Interestingly, as people became more learned and could read Sacred Scripture and the writings of the Church Fathers for themselves, one would expect a lesser reliance on pictures to access the deepest mysteries of Christianity. This was not the case and the opposite happened. Artists dedicated themselves even more to the task of translating words into images with deeper levels of meaning and interpretation. There was a proliferation of sacred art and rightly so, since our faith must be lived in the pattern of the Incarnation, materialising the most spiritual things as the Sacraments do.
For this reason, the mysteries of the Holy Rosary are rightfully contemplated in both art and scripture, which make the deeds of Christ visible to our physical eyes and the eyes of our faith. As St. John Paul II said in his letter to artists, “The biblical word has become image, music and poetry, evoking the mystery of 'the Word made flesh' in the language of art.”
To help you contemplate the mysteries of the Rosary in this month of October, when Christians practice with more fervour this ancient devotion, we have prepared a booklet with a compilation of sacred images and scriptural references to the Mysteries. It has a short introduction on how to use the booklet, which can involve letting your imagination wander as you look at a sacred image, making short acts of prayer. This way, you can accompany each mystery with some considerations and resolutions after looking at an image or reading a quote from Scripture.
For example, you can look at the painting of the Annunciation and think of how lovely it must be to speak face to face with our Lady, kneeling so close to her as the Angel did.

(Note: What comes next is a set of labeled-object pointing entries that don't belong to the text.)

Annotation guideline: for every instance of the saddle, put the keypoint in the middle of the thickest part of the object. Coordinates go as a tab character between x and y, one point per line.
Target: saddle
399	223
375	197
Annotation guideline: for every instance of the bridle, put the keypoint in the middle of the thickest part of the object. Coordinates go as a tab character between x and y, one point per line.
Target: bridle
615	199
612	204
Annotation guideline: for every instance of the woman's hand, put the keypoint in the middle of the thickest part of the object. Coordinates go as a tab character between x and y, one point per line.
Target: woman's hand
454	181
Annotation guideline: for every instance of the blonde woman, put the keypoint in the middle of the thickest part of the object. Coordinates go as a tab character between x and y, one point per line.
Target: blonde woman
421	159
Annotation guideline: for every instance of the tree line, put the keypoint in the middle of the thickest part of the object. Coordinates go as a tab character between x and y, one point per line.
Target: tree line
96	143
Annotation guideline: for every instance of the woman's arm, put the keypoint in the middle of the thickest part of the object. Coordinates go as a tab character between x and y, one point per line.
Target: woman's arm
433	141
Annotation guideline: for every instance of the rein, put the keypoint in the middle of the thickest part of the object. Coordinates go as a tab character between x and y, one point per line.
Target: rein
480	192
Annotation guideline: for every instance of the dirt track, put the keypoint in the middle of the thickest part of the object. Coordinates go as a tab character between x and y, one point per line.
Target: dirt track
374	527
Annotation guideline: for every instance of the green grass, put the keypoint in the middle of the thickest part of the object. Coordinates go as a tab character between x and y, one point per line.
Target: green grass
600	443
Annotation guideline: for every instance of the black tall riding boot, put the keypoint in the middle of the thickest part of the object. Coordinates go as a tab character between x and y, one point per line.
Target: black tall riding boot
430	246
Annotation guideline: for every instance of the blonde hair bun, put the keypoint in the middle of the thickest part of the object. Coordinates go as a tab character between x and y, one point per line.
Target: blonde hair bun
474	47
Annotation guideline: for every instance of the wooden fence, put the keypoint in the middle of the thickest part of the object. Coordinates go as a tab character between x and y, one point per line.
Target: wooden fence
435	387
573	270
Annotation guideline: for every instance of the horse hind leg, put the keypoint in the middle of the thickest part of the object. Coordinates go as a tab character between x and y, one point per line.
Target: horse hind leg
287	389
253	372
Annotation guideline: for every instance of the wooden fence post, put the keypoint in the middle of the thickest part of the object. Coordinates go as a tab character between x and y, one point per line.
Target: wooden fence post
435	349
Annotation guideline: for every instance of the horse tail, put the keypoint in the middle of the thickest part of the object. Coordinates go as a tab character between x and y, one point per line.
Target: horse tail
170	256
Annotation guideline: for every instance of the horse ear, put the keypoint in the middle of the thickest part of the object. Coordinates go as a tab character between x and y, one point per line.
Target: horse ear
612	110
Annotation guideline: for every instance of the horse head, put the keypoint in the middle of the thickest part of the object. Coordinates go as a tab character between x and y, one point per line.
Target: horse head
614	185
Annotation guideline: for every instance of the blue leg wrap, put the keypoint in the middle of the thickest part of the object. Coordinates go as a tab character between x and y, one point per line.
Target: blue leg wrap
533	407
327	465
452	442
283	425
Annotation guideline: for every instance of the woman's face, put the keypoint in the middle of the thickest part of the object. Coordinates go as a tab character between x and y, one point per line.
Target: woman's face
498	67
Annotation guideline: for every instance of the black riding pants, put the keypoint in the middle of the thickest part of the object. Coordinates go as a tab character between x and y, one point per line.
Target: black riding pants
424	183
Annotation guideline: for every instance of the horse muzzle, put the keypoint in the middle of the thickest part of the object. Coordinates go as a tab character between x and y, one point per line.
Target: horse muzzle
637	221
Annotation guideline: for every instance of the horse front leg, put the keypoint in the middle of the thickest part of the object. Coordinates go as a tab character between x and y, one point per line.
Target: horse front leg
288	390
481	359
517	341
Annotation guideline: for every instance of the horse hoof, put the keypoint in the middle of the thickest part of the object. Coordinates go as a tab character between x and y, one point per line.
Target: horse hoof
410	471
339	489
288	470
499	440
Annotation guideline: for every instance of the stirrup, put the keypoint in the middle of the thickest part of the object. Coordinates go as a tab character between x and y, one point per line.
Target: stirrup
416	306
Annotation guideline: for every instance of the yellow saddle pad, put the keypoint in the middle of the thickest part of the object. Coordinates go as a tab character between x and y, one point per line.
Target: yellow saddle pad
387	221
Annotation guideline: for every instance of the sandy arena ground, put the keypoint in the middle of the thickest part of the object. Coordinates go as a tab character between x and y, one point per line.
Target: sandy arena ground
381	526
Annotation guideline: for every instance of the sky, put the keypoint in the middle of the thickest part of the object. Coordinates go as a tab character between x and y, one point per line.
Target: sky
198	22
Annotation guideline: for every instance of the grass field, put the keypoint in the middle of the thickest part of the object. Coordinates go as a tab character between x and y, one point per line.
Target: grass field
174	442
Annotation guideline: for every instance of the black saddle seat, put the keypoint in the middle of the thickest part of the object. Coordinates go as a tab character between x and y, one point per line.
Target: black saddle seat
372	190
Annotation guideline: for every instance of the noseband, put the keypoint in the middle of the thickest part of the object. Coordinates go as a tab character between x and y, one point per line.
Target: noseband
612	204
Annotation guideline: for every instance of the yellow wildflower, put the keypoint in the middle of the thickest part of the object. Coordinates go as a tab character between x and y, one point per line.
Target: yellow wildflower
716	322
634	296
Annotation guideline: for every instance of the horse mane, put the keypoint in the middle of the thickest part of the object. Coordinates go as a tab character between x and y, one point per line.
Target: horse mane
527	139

Or you can read the words, “But she was greatly troubled at the saying and considered in her mind what sort of greeting this might be,” and ask for the gift of humility, especially when others speak well of you.
We hope that it will help you grow in your devotion to our Lady and of course, to Our Lord, to whom all prayer seeks to join us. As St. John Paul II said in his Apostolic Letter Rosarium Virginis Mariae: “With the Rosary, the Christian people sits at the school of Mary and is led to contemplate the beauty on the face of Christ and to experience the depths of his love.”
And as St. Josemaría wrote in his book Holy Rosary, “The beginning of the way, at the end of which you will find yourself completely carried away with love for Jesus, is a confident love for Mary.”